Era de aquel día en que Benjamín había culminado su rehabilitación; él, poco habitual, sonreía a la cámara, y ella a su lado mostraba una sonrisa tan grande que sus ojos parecían cerrarse.
El borde de la foto ya estaba un poco amarillento, gastado por haberla acariciado demasiadas veces.
Ángela contempló la imagen durante mucho tiempo y, al final, la arrojó suavemente al cubo de basura.
Algunos sueños debían terminar hace tiempo.
A la mañana siguiente, Benjamín la llamó por teléfono.
—He olvidado mi medicina para el estómago, tráemela a la oficina —su voz tenía el tono ronco de la mañana, el tono tan natural como si nada hubiese pasado la noche anterior.
Ángela guardó silencio dos segundos. —Está bien.
Cuando llegó a la oficina, al abrirse la puerta del ascensor, se topó con Elena, que llevaba una fiambrera cuidadosamente preparada.
—¿Qué coincidencia? —Elena sonrió radiante—. Vine a traerle el almuerzo a Benjamín, ¿te quieres quedar a comer con nosotros?
Ángela no respondió y la siguió hasta la oficina.
Benjamín estaba leyendo unos documentos; al verlas entrar juntas, arrugó ligeramente la frente. —¿Ustedes cómo vinieron juntas?
—Nos encontramos en el camino —Elena abrió la fiambrera sonriente, y el fuerte aroma picante se expandió al instante—. ¡Preparé tu receta favorita de pulpo!
La expresión de Ángela cambió de inmediato. —Él tiene problemas de estómago, no puede comer picante.
Benjamín le dirigió una mirada y tomó los cubiertos. —No pasa nada si lo como de vez en cuando.
Tomó un trozo del pulpo picante y lo comió sin cambiar de expresión.
Ángela apretó la caja de medicina en su bolso con fuerza.
No pasó mucho antes de que una fina capa de sudor cubriera la frente de Benjamín, y sus dedos, al sostener el bolígrafo, comenzaron a temblar levemente.
—¿Benjamín? ¿Te sientes mal? —preguntó Elena con preocupación.
—No es nada —Benjamín forzó una sonrisa—. Tengo trabajo que hacer, ustedes pueden irse.
Ángela lo miró fijamente por un instante, dejó la medicina sobre la mesa en silencio y se fue.
Al bajar, Ángela no pudo evitar decir: —Él sufre una grave enfermedad estomacal, deberías tenerlo en cuenta cuando le traigas comida.
Elena de repente sonrió. —Ángela, ¿todavía no tienes claro cuál es tu lugar?

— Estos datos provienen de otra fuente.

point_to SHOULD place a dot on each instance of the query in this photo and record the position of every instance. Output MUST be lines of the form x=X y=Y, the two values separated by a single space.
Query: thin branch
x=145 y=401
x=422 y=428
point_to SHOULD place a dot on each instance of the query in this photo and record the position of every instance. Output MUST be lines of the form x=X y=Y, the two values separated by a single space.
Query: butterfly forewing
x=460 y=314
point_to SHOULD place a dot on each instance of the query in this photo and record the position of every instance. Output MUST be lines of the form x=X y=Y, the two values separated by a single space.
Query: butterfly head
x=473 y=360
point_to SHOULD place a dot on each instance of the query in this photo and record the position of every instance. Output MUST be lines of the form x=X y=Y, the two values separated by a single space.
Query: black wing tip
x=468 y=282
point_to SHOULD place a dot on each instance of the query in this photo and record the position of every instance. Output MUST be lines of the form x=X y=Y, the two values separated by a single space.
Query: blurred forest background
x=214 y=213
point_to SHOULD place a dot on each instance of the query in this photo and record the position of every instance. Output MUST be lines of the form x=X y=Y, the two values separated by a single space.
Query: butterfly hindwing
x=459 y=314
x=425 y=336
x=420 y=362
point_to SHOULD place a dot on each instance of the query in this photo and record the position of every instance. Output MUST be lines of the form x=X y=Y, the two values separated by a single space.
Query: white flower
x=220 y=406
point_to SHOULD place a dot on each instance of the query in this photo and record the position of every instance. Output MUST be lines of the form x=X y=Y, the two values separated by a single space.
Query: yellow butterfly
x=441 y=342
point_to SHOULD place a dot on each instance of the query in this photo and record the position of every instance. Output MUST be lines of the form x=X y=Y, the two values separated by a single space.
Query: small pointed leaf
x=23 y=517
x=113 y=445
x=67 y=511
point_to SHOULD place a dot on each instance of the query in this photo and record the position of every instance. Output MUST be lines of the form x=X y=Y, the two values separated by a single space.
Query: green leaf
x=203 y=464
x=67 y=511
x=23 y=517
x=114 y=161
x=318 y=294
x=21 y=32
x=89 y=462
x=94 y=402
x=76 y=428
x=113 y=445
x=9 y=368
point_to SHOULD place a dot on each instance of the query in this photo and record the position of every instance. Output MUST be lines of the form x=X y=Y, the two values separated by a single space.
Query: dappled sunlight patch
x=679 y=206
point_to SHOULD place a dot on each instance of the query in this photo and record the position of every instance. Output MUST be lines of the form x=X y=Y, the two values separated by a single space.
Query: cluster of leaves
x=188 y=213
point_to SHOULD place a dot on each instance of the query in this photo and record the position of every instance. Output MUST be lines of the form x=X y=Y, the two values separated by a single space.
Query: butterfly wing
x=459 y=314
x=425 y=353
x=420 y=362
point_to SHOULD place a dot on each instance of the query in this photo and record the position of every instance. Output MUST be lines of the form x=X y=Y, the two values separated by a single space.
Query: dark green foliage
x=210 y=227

—Para Benjamín, solo eres una cuidadora especial, por eso necesitas recordar esas cosas. Pero yo soy diferente. Él me ama, así que yo no tengo que preocuparme por eso.
Se acercó un poco más, los labios curvados en una sonrisa. —Aunque le diera veneno, él también lo comería. ¿Lo entiendes?
Los dedos de Ángela temblaron y sintió como si el corazón se le rompiera en pedazos.
Sabía que Elena no se equivocaba.
Había necesitado tres años para que Benjamín le prestara atención.
Pero Elena, sin hacer nada, lograba que él estuviera dispuesto a tragar incluso veneno por ella.